Thanks Erik and Andrew for the logs!

It looks like we have more than one bug here:

1) Andrew's logs show that after restarting the snapd service, NFS was correctly detected and there are no more AppArmor denials on that. But on Erik's machine, for some reason, that did not happen.

2) Even if the network rules are added, snaps still fail to start; I believe that the root cause is the same as in https://bugs.launchpad.net/bugs/1973321 (despite the fact that that bug is about sshfs)

I will continue investigating the first issue here. Whereas, for the second one, Andrew, can you please check if snaps start once you "cd" to another directory, like "/snap"?

Revision history for this message
Alberto Mardegan (mardy) wrote :

Hi Erik, I see now what's the problem (this is specific to your setup -- this probably does not concern other people who commented here): your home directories are under /staff, whereas currently snaps only support the traditional /home/<user>/ scheme.

Please subscribe to https://bugs.launchpad.net/snapd/+bug/1776800, we are working on it :-)

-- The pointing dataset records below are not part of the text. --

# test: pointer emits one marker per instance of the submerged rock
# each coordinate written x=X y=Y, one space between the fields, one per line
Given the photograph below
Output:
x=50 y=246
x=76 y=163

Revision history for this message
Andrew Conway (acubuntuone) wrote :

Thanks Alberto. I tried running "hello" in a different directory, and you were correct:

arc@andrewfairfield:~$ hello
cannot open path of the current working directory: Permission denied
arc@andrewfairfield:~$ cd /
arc@andrewfairfield:/$ hello
Hello, world!
arc@andrewfairfield:/$

[ This is in 20.04, not 22.04 ]

Yay! that is the first time I have seen a snap actually work with my normal user account.

This feels like significant progress in working out what is going on!

Of course firefox needs access to the home directory to load the profile and store downloads. Is the whole process run as some other user (a la sudo) or is there just some starting stub running as some other user doing something that returns to the actual user after doing something that thinks it needs access to the current directory but could get by without it?

Actually, I can sort of answer that - I tried running "musescore" as a snap, starting from /
It successfully ran. I tried saving something, and it sort of did... but in a new, empty "home" directory in a /home/arc/snap/musescore/216/ that the save file dialog went to when I pressed the home button. Is this normal behaviour for a snap? Regardless of the inconvenience of the subdirectory, that is running over nfs successfully. I can close Musescore and load it again. But not with cwd=/home/arc.

So that is fairly strong evidence supporting your idea that it is the same root cause as https://bugs.launchpad.net/bugs/1973321 . I will add a comment there.

Thanks for the insight Alberto!

Changed in snapd (Ubuntu):
status: Incomplete → Confirmed
importance: Undecided → High
Changed in firefox (Ubuntu):
importance: Undecided → High
Revision history for this message
Alberto Mardegan (mardy) wrote :

I'm closing this bug and setting it as a duplicate of https://bugs.launchpad.net/snapd/+bug/1917348

There are several issues related to NFS and remote filsystems in general, and we will be tackling them one at a time.